Iran does have a hypersonic wind tunnel. North Korea would have needed some sort of access to such to develop the technology. As a pariah state, Iran is the more likely culprit to have provided the technology.

A February report from the UN demonstrates that Iran-North Korea cooperation is flourishing. The report suggests North Korean missile specialists have been helping develop space launch technology in Iran. Pyongyang is also implicated in some undisclosed shipments to Iran. “This resumed cooperation is said to have included the transfer of critical parts, with the most recent shipment associated with this relationship taking place in 2020,” the report read.

“Iran’s nuclear and ballistic missile programs have long depended on external assistance from other states,” writes the advocacy group United Against Nuclear Iran. “North Korea, a country notorious for its extensive illicit export of ballistic missiles and related technology, has proved a particularly valuable partner.” Pyongyang has had a rogue nuclear weapons program for years. It has helped Tehran out in developing its own.

Iran could have been returning the favor by giving access to hypersonic technology.
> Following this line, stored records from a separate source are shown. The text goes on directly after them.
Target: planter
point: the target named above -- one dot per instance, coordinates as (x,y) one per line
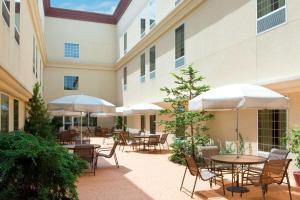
(297,178)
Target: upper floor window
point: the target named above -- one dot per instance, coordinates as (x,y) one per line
(4,110)
(125,43)
(71,82)
(143,68)
(16,114)
(125,78)
(270,14)
(6,11)
(143,26)
(33,56)
(152,13)
(272,127)
(71,50)
(152,57)
(179,46)
(17,22)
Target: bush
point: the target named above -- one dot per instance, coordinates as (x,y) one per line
(294,144)
(182,145)
(34,168)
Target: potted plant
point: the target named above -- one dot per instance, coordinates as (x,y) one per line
(294,147)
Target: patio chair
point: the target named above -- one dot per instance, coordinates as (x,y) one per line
(123,140)
(87,152)
(153,141)
(274,172)
(275,154)
(163,140)
(205,175)
(112,152)
(207,152)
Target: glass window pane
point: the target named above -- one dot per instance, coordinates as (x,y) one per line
(16,114)
(4,113)
(71,82)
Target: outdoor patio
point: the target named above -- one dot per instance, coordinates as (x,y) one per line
(144,175)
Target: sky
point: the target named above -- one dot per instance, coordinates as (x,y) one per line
(98,6)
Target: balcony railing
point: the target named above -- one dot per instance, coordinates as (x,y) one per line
(5,13)
(271,20)
(17,35)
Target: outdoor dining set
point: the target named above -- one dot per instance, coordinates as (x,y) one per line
(245,170)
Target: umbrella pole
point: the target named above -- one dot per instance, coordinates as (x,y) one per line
(237,133)
(81,127)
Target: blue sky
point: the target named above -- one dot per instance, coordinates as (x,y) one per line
(98,6)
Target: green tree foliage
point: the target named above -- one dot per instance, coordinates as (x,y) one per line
(38,121)
(181,121)
(32,167)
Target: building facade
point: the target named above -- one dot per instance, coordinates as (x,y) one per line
(127,57)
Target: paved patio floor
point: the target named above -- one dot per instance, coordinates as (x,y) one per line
(151,176)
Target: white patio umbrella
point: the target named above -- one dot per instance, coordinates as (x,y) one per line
(81,103)
(65,113)
(236,97)
(143,109)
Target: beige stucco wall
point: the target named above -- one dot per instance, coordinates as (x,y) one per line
(97,41)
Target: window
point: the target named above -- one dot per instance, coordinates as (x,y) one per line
(143,27)
(17,22)
(36,61)
(152,13)
(143,123)
(33,56)
(179,46)
(152,62)
(270,14)
(71,82)
(71,50)
(125,78)
(152,124)
(272,127)
(16,114)
(6,11)
(125,43)
(4,113)
(143,68)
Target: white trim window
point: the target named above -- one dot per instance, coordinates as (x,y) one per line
(6,11)
(152,58)
(272,128)
(143,68)
(125,78)
(71,50)
(179,46)
(270,14)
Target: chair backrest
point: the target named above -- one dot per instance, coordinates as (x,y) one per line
(191,165)
(85,152)
(163,138)
(113,149)
(278,154)
(208,152)
(274,171)
(153,139)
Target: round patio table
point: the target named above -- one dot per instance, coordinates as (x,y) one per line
(142,137)
(72,146)
(238,160)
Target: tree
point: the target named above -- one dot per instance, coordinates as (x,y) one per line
(38,121)
(181,121)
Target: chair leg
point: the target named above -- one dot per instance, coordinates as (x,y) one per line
(183,179)
(116,160)
(194,186)
(289,186)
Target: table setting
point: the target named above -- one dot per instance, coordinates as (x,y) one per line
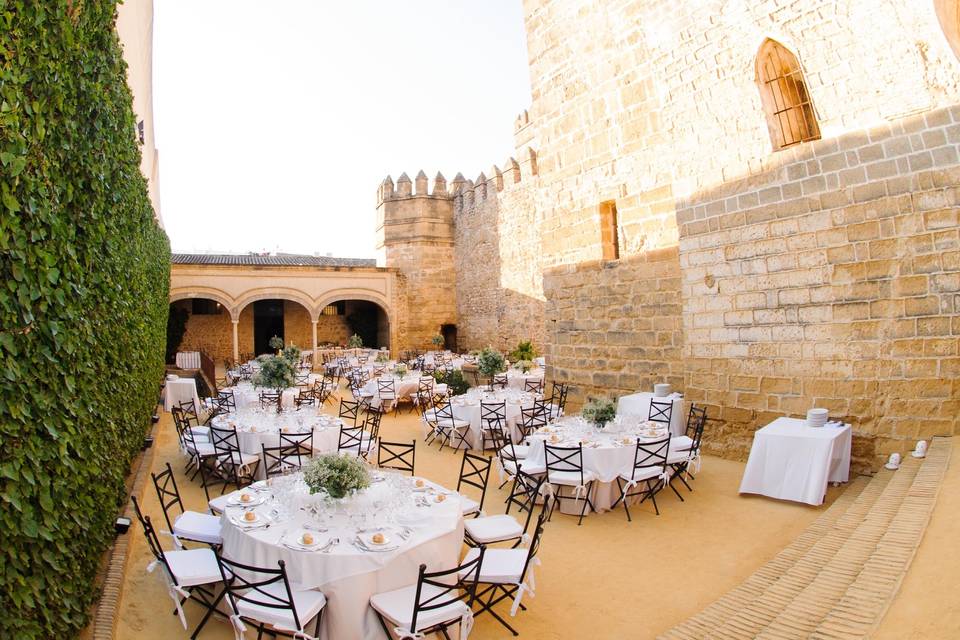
(365,533)
(607,452)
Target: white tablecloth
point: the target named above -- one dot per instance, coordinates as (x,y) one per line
(638,404)
(188,359)
(467,407)
(180,390)
(347,576)
(792,461)
(607,454)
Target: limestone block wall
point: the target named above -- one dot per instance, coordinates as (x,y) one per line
(831,278)
(499,278)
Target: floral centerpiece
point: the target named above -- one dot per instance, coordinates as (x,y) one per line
(337,476)
(524,365)
(599,411)
(491,362)
(276,372)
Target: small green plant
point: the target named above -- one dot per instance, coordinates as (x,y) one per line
(599,411)
(524,351)
(456,383)
(491,362)
(336,475)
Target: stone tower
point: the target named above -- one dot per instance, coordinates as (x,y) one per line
(415,235)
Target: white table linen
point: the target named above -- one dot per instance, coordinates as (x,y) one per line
(346,575)
(188,359)
(178,391)
(791,461)
(638,404)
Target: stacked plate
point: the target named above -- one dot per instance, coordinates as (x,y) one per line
(816,417)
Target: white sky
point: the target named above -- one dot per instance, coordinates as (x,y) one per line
(277,120)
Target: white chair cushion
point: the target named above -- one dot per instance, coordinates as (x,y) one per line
(493,529)
(307,603)
(644,474)
(469,505)
(193,566)
(570,478)
(202,527)
(500,566)
(397,607)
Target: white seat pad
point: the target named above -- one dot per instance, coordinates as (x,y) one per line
(202,527)
(493,528)
(570,478)
(307,603)
(500,566)
(397,607)
(193,566)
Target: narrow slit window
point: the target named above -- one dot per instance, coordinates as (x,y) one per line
(609,236)
(790,114)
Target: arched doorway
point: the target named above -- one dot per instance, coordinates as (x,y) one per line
(341,319)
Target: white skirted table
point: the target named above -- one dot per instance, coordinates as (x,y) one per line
(791,461)
(343,562)
(638,404)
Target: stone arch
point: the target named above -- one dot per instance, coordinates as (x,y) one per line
(207,292)
(278,293)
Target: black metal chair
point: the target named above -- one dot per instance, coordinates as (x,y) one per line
(438,601)
(397,455)
(188,525)
(474,472)
(268,603)
(565,469)
(650,469)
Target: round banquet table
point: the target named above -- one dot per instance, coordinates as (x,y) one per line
(348,575)
(467,407)
(607,453)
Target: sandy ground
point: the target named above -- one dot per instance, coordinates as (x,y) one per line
(605,579)
(928,604)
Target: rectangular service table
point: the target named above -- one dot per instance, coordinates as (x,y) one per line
(791,461)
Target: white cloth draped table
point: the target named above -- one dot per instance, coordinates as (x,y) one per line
(347,576)
(188,359)
(178,391)
(791,461)
(638,404)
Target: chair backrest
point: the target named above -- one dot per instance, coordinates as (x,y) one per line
(153,541)
(524,494)
(474,472)
(650,455)
(564,459)
(397,455)
(445,591)
(297,446)
(351,440)
(493,413)
(660,411)
(241,585)
(167,492)
(349,410)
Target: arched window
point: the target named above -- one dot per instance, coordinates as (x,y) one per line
(786,100)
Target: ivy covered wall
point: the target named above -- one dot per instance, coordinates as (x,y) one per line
(84,275)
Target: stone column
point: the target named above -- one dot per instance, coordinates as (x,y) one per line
(236,342)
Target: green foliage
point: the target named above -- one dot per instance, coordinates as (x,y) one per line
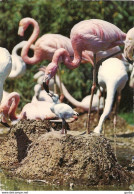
(56,16)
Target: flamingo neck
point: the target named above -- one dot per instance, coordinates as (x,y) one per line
(70,98)
(66,58)
(33,37)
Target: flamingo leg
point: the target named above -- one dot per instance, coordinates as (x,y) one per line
(115,119)
(63,130)
(55,87)
(98,110)
(61,91)
(92,94)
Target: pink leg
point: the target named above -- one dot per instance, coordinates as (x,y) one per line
(61,91)
(63,130)
(115,118)
(92,94)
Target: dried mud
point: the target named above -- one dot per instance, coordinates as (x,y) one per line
(32,151)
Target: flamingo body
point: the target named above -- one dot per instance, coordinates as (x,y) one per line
(45,46)
(112,76)
(18,65)
(5,67)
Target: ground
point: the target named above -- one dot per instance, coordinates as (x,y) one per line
(32,150)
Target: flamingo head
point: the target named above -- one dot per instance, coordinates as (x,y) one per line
(23,25)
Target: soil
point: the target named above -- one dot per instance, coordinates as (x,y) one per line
(32,150)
Iran isn’t the only potential source for North Korea’s hypersonic technological development. But it’s a plausible source. And if confirmed, it means two aggressive and unpredictable pariah states are building up each other’s nuclear programs.

And both have good reason to use their nukes. Iran has often declared its intent to wipe Israel, the “little Satan,” off the map. And North Korea is still technically at war with South Korea, which is a military heavyweight itself.

We live in a dangerous and unstable world.

This brings to mind a prophecy Jesus Christ gave right before His crucifixion. Speaking to His disciples on the Mount of Olives in Jerusalem, Christ said that, at the end of man’s age, “there would be sore misery then, such as has never been, from the beginning of the world till now—no and never shall be. Had not those days been cut short, not a soul would be saved alive” (Matthew 24:21-22; Moffatt). Elsewhere in this prophecy, Christ describes this “sore misery” as involving “wars and rumours of wars” (verse 6) and “armies” that cause “desolation” (Luke 21:20).

Mankind has never been in an era where armies could wipe out every human being. That is, until weapons of mass destruction—like nuclear missiles—were invented.

North Korea and Iran are signs that this prophecy is about to be fulfilled.

Trumpet editor in chief Gerald Flurry writes in his free booklet Nuclear Armageddon Is ‘At the Door’:

Kim Jong-un shares his nuclear power with Iran, the number one terrorist-sponsoring nation in the world—by far! And Iran has a religious leader that is even more “bizarre in the extreme … a weird, utterly ruthless and highly erratic god-king.” He believes that a nuclear catastrophe would even hasten the coming of his messiah to rule the world! …

These two men have changed the nuclear equation in this world. They relish the idea of a nuclear war!